И будто продолжение этого разговора: “Едва я появился в холодной дождливой Москве…” Я позволю себе прочитать эту фразу Катаева чуть-чуть иначе. Он уехал под Батум писать пьесу, а они (Ильф и Петров) остались в холодной, дождливой Москве. И этот холодный дождь для меня не столько явление природы, сколько веский аргумент в рассуждениях. Надо быть южанином, чтобы так остро ощущать холод московской осени и тосковать по родному югу, теплому морю, над которым сияет почти летнее октябрьское солнце. Итак, он погружен “в райскую жизнь в субтропиках, среди бамбуков, бананов, мандаринов, висящих на деревьях как маленькие зелено-желтые фонарики”, а они в Москве под холодным дождем. Иногда он совершает набеги на Батум “с бамбуковыми галереями его гостиниц, с бархатной мебелью духанов, где подавалось ни с чем не сравнимое кипиани”, а они в Москве под тем же холодным дождем. Они не могли не вспоминать Катаева. Они вспоминали его со смешанным чувством благодарности и задетого самолюбия.
Катаев приютил молодых провинциалов в Москве и помог войти в литературный мир столицы. При этом не очень церемонился с ними. “Тогда я решил употребить самое грубое средство: „Ты что же это? Рассчитываешь сидеть у меня на шее со своим нищенским жалованьем?” Мой брат побледнел от оскорбления, потом покраснел, но сдержался…”

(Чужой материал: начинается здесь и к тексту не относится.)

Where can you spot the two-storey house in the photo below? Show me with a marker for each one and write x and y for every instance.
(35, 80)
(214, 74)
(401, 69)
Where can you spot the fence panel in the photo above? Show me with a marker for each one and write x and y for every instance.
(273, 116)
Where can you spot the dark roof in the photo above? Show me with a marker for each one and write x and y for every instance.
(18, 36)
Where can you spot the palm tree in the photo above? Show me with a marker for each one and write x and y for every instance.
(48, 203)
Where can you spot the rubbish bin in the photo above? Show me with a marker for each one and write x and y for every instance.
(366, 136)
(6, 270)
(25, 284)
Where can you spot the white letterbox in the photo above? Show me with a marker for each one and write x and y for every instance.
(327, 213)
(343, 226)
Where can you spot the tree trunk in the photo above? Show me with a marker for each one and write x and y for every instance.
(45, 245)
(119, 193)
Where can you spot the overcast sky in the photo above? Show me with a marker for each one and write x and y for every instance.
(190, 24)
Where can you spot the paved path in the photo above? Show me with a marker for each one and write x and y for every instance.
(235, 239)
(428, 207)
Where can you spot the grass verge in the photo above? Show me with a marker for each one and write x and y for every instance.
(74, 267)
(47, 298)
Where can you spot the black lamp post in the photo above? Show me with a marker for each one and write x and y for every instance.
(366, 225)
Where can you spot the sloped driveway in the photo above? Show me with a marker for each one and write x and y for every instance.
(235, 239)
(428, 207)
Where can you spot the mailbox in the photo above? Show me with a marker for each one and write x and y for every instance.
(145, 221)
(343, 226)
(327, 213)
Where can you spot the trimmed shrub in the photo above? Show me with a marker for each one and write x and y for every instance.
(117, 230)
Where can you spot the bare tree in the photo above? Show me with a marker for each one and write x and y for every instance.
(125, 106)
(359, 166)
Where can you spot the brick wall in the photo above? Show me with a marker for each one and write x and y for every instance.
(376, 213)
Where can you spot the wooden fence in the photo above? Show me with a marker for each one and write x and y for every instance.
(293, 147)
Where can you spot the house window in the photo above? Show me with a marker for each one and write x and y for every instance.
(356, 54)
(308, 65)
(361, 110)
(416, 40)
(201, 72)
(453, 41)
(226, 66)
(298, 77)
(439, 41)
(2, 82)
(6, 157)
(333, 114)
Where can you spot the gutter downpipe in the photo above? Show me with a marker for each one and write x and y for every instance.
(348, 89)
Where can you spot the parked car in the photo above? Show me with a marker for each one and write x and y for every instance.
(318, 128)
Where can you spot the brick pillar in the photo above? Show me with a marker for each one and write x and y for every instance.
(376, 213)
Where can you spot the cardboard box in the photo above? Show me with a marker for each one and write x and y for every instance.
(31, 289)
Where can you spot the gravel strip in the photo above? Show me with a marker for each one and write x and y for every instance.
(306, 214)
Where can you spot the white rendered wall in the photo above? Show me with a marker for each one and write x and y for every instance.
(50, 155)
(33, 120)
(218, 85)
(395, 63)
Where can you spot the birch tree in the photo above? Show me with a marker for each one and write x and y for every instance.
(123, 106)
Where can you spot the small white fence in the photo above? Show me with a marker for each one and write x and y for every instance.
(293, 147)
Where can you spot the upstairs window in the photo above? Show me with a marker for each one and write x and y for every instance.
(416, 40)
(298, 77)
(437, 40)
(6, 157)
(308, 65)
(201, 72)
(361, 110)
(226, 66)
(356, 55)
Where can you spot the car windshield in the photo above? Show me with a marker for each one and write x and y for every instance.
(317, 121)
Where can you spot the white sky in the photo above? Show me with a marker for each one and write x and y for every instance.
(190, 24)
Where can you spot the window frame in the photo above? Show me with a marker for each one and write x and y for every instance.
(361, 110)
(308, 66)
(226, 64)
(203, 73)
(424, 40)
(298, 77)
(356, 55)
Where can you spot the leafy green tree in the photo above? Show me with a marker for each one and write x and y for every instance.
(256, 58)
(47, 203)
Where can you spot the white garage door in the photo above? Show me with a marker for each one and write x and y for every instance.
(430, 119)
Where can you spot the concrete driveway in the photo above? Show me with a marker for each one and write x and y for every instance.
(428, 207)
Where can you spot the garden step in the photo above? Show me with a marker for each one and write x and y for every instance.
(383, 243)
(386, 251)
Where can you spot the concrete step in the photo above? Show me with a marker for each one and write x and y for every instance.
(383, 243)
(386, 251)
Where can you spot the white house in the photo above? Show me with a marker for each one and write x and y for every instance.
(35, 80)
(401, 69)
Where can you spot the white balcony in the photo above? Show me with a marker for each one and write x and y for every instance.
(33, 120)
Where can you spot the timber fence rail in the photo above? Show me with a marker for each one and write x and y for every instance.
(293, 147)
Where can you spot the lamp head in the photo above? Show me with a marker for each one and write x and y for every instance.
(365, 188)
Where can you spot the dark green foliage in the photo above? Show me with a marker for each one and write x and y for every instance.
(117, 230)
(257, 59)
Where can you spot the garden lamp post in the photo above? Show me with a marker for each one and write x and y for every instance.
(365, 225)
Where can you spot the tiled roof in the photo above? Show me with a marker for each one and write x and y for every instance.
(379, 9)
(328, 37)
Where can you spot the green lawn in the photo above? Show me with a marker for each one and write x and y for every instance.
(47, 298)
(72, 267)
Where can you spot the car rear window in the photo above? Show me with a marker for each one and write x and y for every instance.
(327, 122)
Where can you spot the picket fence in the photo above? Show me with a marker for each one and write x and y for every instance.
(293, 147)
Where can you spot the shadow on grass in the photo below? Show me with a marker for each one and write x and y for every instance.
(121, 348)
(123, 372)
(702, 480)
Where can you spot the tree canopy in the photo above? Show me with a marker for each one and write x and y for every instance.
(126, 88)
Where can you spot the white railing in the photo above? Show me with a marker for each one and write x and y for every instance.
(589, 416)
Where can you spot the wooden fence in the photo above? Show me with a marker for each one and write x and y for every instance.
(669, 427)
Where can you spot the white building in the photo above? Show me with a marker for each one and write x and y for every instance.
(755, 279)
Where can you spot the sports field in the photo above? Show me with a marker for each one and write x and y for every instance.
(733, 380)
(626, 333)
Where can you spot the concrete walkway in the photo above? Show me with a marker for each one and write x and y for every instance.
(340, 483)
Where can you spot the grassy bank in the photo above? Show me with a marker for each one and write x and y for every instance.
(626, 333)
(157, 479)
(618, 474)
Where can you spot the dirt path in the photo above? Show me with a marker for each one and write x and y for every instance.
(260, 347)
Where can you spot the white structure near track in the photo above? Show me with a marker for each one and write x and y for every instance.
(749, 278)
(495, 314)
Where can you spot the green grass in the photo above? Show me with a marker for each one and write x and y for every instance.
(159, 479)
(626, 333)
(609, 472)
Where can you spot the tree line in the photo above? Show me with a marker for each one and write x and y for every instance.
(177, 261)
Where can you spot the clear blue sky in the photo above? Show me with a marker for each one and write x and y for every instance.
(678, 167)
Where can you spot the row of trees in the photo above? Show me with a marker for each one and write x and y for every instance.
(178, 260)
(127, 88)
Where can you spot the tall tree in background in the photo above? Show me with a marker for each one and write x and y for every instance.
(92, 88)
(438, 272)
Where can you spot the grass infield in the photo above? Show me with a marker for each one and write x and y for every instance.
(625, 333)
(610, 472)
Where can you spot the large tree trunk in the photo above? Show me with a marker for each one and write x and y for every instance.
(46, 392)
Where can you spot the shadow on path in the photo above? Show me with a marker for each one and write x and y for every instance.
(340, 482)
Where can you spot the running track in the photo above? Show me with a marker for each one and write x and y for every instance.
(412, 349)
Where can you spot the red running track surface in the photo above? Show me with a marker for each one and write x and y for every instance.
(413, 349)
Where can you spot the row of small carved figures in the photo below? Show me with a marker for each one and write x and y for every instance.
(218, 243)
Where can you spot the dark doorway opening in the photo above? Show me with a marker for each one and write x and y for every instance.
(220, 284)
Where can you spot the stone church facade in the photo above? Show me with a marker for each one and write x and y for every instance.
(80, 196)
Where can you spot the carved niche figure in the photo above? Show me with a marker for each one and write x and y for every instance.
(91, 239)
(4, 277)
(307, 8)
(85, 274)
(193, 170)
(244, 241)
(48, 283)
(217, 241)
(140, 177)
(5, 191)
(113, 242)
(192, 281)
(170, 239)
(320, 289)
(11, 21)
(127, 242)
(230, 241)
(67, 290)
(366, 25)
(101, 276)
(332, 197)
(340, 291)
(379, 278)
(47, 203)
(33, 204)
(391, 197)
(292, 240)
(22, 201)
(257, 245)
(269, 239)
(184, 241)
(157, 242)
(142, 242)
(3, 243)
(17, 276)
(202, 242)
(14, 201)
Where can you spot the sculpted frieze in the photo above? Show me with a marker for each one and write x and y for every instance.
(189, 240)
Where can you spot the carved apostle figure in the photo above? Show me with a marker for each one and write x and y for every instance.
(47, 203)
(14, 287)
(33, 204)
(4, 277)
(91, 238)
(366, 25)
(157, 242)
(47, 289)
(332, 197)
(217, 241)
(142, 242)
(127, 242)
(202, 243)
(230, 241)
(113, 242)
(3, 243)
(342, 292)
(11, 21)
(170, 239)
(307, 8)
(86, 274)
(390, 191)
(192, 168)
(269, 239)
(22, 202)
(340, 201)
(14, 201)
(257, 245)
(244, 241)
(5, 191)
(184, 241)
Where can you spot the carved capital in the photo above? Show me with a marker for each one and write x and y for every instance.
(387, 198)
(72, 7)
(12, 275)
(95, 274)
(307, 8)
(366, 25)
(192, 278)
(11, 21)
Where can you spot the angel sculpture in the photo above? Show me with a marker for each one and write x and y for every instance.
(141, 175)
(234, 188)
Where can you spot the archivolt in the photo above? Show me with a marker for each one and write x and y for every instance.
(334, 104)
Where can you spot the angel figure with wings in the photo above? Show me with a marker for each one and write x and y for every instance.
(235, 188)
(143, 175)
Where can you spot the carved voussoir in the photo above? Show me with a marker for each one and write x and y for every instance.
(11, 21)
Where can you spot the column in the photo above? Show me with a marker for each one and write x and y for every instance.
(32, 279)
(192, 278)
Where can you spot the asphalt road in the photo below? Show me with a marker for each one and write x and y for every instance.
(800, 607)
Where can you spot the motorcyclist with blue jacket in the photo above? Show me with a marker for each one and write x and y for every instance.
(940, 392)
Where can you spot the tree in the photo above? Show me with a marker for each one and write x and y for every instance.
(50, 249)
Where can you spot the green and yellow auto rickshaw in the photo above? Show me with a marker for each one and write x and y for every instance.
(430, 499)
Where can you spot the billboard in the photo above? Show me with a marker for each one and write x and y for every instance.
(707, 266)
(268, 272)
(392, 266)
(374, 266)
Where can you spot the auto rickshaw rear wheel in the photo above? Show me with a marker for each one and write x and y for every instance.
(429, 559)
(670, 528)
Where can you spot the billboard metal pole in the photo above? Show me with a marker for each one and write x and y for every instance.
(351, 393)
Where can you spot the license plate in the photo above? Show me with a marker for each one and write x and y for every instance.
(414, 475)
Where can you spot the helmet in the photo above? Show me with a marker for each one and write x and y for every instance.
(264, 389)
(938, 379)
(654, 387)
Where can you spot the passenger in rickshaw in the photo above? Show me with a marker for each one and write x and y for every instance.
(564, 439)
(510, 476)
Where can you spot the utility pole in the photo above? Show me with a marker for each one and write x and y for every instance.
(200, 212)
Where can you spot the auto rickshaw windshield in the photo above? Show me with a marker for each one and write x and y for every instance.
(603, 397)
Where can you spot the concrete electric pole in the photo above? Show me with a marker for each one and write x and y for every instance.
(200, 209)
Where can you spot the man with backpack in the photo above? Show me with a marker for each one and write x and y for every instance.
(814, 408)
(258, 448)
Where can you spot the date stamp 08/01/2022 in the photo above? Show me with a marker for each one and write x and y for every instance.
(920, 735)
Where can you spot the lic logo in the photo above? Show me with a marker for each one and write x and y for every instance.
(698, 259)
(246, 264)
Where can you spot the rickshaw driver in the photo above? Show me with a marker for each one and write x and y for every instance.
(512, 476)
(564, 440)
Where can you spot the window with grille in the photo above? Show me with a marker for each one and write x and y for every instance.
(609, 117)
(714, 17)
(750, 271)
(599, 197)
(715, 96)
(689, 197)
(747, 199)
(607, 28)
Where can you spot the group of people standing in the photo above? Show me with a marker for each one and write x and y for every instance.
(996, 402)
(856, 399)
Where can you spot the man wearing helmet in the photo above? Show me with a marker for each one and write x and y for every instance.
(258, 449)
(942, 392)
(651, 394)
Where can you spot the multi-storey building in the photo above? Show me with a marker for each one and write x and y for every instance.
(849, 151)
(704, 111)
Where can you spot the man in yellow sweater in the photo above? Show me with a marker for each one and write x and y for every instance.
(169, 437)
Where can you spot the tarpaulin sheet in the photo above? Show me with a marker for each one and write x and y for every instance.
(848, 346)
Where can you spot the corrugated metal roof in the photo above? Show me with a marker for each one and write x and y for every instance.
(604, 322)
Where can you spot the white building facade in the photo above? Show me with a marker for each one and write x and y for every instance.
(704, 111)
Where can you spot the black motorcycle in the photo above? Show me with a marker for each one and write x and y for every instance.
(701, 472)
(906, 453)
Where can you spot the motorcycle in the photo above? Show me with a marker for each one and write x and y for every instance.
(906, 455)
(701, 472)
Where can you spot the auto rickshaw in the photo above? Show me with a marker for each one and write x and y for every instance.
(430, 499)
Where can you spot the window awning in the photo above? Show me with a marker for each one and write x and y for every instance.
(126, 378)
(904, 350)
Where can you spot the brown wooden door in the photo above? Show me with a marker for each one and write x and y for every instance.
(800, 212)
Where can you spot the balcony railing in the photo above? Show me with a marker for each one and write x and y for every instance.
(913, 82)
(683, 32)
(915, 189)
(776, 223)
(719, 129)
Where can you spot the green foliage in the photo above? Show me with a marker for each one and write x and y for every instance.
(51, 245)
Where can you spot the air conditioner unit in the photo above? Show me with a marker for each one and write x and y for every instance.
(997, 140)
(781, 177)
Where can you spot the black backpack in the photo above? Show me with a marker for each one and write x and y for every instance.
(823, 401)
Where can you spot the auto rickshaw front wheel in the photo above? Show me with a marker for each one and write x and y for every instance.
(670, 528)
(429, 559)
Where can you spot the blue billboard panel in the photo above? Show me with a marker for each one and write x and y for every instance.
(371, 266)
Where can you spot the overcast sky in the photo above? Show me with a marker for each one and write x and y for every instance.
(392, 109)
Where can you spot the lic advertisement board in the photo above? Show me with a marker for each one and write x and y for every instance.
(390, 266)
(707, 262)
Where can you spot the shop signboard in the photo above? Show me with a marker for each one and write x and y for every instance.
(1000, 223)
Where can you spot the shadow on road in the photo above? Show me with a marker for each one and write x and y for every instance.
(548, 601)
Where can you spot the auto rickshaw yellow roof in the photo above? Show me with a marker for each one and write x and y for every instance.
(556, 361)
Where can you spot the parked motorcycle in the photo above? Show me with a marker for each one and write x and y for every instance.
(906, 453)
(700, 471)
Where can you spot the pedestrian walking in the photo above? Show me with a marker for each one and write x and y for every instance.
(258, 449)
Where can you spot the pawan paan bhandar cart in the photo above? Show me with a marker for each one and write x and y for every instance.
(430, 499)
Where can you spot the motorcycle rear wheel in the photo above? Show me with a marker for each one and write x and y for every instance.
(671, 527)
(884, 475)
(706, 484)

Из воспоминаний поэта Е. Окса: “„Вы можете звать меня Иля”, — это было доверие, но „Вы” осталось до конца. Так к нему обращались все, включая жену и близких друзей. Он сам как бы устанавливал границу близости. Переступать ее не мог никто”. Но Катаев переступал, а как иначе можно оценить “мои негры”, “мои крепостные”, “мои рабы”. Ильф и Петров были молоды, талантливы, амбициозны и, конечно, сопротивлялись. “Это высокомерное заявление (намерение Катаева стать советским Дюма. — С. Б.) не вызвало в отделе особого энтузиазма, и не с такими заявлениями входили люди в комнату „четвертой полосы””, — вспоминал Е. Петров. Петров на правах близкого родственника мог позволить себе многое, даже грубость. “Лопай что дают”, — сказал он брату, вручая дамский портсигар вместо ожидаемого мужского. Респектабельного “Старика Саббакина” (один из псевдонимов Катаева в юмористических журналах) он переименовал в просто Собакина. Это не было случайной оговоркой, в письмах и записях Петров всегда называл брата Собакиным. Более чем пренебрежительно: “Собака ты такая”. Это и комментировать не нужно. Ильф был сдержаннее: “Почему же это, Валюн, вы вдруг захотели стать Дюма-пэром?” Так воспроизведен его ответ в записях Петрова. Для полноты картины можно добавить фрагмент воспоминаний Е. Окса об Ильфе: “Улыбка едва касалась углов рта. Едва скользила. Но что поражало — это чувство собственного достоинства”. Мне все-таки хочется сделать рисунок резче, выразительнее, а краски выбрать более насыщенные. Прочитаем еще раз чуть иначе. “Почему же это, Валюн, вы вдруг…” — произнес Ильф (теперь добавим из “Алмазного венца”) “с тем свойственным ему выражением странного, вогнутого лица, когда трудно понять, серьезно ли он говорит или издевается”. Хотя у Катаева эта фраза связана с другим эпизодом, мне кажется, я не очень погрешил против истины.
И все-таки, я думаю, не следует придавать большое значение обидам Ильфа и Петрова. Напротив, мне кажется, они в это время скорее пребывали в состоянии эйфории. Гражданская война, лишения, голод — все это в прошлом. Они остались живы. Они в Москве. Вряд ли они испытывали зависть к мэтру. Они искали свои пути в литературе, свой стиль. Но было в личности Катаева нечто такое, что вызывало у Ильфа и Петрова неподдельный интерес.